A command line application for fast and efficient spell checking, synonym suggestions and text metrics.

Notifications You must be signed in to change notification settings

nacht-falter/text-inspector

Repository files navigation

Text Inspector

A quick and lightweight text analysis tool

Text Inspector is a quick and easy to use command line tool for text analysis in the English language, written in python using NLTK and pyspellchecker. The tool provides features such as spell checking, synonym suggestion and text metrics and can process plain text files or read from user input.

It aims to provide a quick and lightweight command line alternative to more comprehensive tools.
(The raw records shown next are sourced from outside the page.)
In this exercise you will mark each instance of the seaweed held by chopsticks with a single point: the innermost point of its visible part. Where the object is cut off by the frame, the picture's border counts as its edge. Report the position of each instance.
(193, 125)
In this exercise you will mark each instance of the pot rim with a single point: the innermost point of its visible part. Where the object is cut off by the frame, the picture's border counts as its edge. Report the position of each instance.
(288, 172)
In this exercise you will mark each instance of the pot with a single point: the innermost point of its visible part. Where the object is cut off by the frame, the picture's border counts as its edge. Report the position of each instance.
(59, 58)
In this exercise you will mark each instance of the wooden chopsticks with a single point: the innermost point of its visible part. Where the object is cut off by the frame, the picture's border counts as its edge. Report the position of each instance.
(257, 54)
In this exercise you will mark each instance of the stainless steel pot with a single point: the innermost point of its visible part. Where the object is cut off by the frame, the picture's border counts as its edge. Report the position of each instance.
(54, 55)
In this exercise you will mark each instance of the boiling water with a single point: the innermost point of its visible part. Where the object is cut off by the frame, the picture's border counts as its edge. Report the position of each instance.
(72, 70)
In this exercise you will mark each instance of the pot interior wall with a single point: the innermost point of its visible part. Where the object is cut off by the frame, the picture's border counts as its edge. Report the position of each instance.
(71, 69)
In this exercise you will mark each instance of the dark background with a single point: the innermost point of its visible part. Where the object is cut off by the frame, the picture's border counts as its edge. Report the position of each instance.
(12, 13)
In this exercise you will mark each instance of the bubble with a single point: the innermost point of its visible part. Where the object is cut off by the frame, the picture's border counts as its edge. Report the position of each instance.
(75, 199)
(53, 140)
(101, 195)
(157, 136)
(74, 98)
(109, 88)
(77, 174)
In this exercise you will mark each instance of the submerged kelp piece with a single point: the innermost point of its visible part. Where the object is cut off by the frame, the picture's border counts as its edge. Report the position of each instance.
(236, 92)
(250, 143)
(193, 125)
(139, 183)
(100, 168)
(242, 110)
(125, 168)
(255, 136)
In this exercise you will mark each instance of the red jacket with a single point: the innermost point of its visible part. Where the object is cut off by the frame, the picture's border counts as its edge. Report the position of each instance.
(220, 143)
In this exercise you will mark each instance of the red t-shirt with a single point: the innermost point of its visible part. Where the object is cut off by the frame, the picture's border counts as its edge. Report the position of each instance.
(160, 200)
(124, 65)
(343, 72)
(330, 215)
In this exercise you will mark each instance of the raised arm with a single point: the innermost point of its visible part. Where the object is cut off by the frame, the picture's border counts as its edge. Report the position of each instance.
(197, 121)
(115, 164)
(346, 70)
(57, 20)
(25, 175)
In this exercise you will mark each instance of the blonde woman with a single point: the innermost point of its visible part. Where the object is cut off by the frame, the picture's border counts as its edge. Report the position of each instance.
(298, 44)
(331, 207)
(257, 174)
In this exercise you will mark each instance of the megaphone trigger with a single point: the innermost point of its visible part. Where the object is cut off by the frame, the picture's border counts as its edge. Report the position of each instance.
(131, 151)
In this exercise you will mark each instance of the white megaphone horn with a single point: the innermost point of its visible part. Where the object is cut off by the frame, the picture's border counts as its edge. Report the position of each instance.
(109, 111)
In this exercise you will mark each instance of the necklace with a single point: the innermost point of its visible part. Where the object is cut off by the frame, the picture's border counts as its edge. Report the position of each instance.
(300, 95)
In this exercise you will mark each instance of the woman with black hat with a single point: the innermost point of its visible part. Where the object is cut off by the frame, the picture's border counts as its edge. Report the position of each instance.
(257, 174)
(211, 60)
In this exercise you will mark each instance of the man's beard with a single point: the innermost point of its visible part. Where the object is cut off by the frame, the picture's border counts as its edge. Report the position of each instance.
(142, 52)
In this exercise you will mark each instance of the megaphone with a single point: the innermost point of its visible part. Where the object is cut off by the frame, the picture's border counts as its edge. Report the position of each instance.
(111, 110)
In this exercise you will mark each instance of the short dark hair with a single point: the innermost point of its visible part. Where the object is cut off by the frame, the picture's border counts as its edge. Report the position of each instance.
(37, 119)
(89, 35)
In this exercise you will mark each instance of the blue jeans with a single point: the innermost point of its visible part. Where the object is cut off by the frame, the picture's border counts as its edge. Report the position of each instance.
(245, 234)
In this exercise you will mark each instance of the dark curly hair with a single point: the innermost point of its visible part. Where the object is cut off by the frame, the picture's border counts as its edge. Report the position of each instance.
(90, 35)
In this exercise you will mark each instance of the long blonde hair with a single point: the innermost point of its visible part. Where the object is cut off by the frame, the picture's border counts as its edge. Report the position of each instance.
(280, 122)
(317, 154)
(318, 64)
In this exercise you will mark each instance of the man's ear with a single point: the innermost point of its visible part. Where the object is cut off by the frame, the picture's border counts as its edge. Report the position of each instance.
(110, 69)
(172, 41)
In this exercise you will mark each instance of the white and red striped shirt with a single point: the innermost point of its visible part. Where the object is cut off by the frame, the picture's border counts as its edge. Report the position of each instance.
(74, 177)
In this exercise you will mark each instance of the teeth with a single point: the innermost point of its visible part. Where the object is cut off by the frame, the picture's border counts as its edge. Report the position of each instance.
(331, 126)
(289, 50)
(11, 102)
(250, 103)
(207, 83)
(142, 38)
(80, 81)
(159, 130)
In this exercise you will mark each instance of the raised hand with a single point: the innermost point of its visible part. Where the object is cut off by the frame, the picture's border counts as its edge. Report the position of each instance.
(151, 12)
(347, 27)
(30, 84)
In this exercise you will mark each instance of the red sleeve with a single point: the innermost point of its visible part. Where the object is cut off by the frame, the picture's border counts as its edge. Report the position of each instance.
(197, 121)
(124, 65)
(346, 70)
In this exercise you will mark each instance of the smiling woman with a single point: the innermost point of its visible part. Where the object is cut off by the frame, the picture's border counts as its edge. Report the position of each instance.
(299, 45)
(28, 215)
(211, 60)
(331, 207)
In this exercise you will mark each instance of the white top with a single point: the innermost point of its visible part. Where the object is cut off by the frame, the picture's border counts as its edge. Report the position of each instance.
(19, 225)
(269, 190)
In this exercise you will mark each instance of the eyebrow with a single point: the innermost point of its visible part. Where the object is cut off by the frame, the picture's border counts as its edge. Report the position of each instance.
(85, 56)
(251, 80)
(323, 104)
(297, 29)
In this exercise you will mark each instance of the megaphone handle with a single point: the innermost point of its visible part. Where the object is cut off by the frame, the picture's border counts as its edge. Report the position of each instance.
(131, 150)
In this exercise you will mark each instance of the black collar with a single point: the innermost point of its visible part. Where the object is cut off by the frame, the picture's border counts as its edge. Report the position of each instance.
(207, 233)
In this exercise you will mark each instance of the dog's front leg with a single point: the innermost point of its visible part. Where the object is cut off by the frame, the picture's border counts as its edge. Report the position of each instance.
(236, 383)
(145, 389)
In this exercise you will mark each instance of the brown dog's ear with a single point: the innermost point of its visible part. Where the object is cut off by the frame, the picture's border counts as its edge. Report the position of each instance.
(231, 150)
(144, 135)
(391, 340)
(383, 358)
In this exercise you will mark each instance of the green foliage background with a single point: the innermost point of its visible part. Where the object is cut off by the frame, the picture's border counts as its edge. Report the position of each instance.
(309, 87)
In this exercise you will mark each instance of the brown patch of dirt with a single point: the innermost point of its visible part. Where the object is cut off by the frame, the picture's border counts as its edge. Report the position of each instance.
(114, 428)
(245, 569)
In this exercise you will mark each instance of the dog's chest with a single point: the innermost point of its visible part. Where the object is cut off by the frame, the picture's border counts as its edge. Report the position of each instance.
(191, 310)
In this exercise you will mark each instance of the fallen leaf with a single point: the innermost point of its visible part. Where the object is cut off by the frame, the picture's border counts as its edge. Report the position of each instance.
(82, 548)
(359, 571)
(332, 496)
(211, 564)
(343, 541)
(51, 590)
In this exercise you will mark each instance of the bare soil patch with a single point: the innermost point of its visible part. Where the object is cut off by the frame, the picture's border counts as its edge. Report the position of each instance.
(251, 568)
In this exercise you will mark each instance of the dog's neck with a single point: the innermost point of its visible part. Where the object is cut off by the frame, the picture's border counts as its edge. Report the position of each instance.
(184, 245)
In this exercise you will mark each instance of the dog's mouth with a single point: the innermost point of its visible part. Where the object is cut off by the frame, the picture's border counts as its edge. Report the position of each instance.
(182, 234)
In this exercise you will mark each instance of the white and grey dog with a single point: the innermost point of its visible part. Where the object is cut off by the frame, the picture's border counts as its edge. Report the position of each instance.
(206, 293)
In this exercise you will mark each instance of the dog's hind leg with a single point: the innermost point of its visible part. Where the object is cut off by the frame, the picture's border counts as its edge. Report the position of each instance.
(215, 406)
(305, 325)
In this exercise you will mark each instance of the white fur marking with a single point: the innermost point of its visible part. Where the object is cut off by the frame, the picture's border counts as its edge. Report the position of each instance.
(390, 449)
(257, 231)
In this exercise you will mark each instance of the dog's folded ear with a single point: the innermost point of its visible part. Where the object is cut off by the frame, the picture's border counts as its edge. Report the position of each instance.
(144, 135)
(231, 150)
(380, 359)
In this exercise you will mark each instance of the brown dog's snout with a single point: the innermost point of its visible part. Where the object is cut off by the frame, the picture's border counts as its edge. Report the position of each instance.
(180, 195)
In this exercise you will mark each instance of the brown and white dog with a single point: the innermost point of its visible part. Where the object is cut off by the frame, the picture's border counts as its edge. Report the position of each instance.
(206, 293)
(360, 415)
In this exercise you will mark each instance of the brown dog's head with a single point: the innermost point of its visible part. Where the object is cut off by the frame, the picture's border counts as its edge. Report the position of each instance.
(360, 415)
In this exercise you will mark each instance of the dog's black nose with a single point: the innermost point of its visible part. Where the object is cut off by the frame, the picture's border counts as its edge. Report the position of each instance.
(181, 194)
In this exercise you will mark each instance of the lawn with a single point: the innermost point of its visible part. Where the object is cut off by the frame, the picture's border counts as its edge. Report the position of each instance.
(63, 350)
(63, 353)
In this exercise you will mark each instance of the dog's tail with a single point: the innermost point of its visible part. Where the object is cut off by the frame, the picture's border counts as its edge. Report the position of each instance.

The application targets all writers, who want to quickly gain a deeper understanding of a text, without getting distracted by flashy user interfaces or browser extensions.

Text Inspector includes an import/export feature, which allows for storing and recovering texts from previous sessions.

Text Inspector mockups

Features

Existing features

Import texts from storage

  • On starting the application, you can decide if you want to import texts from the database. If you have previously used Text Inspector and exported your texts, you can enter your recovery key to restore your texts. The texts will then be available from the text selection menu.
  • For demonstration purposes, you can enter examples in the recovery key input field, which will import some example texts from the database.

Importing texts

Text selection

  • From the text selection menu, you can select a text, either by loading it from storage or by creating a new text. The option to load a text will only be available if you have already created a new text item or if you have imported texts from the database.
  • When you decide to load an existing text, you can preview the available texts before selecting one. You can also delete texts you don't need anymore from this menu.

Text selection

Text creation

  • When you create a new text item, you will be asked to provide a title for the text. Next, you can choose to enter the text from the command line or to provide a text file.
  • If you decide to enter text from the command line, you can paste the text or enter it manually. To save your input, enter Done! on a new line and press Enter. (Alternatively, you can try pressing Ctrl-D (or Ctrl-Z on Windows) on a new line.)
  • Providing a text file will only work, if you are running Text Inspector locally on your machine.

User input

Text processing

  • Once you have created or selected a text, you can select one of four options:
    • Spell check: This will check your text for spelling errors and display suggestions for each mistake found. You can decide to accept a correction, provide a custom suggestion, or skip to the next mistake.
    • Suggest synonyms: This will check the text for repeatedly used words and suggest synonyms for each word. This feature is meant to provide insight into frequently used words in the text and does not provide the option to replace the original words with the suggested synonyms (may be added in the future). You will have to do that yourself using your favorite text editor.
    • Text metrics: This will display metrics for the selected text:
      • Total word count
      • Unique word count
      • Sentence count
      • Longest/shortest sentence
      • Average words per sentence
      • Frequently used words (lemmatized and very common words not included)
    • Save text: This will save changes made to the text and return to the text selection menu.

Text processing

Exporting texts

When you exit the application from the text selection menu, you can decide, if you want to store your text items in the database. If you choose to do that, you will be provided with a recovery key, which you can use to restore your saved texts on your next visit.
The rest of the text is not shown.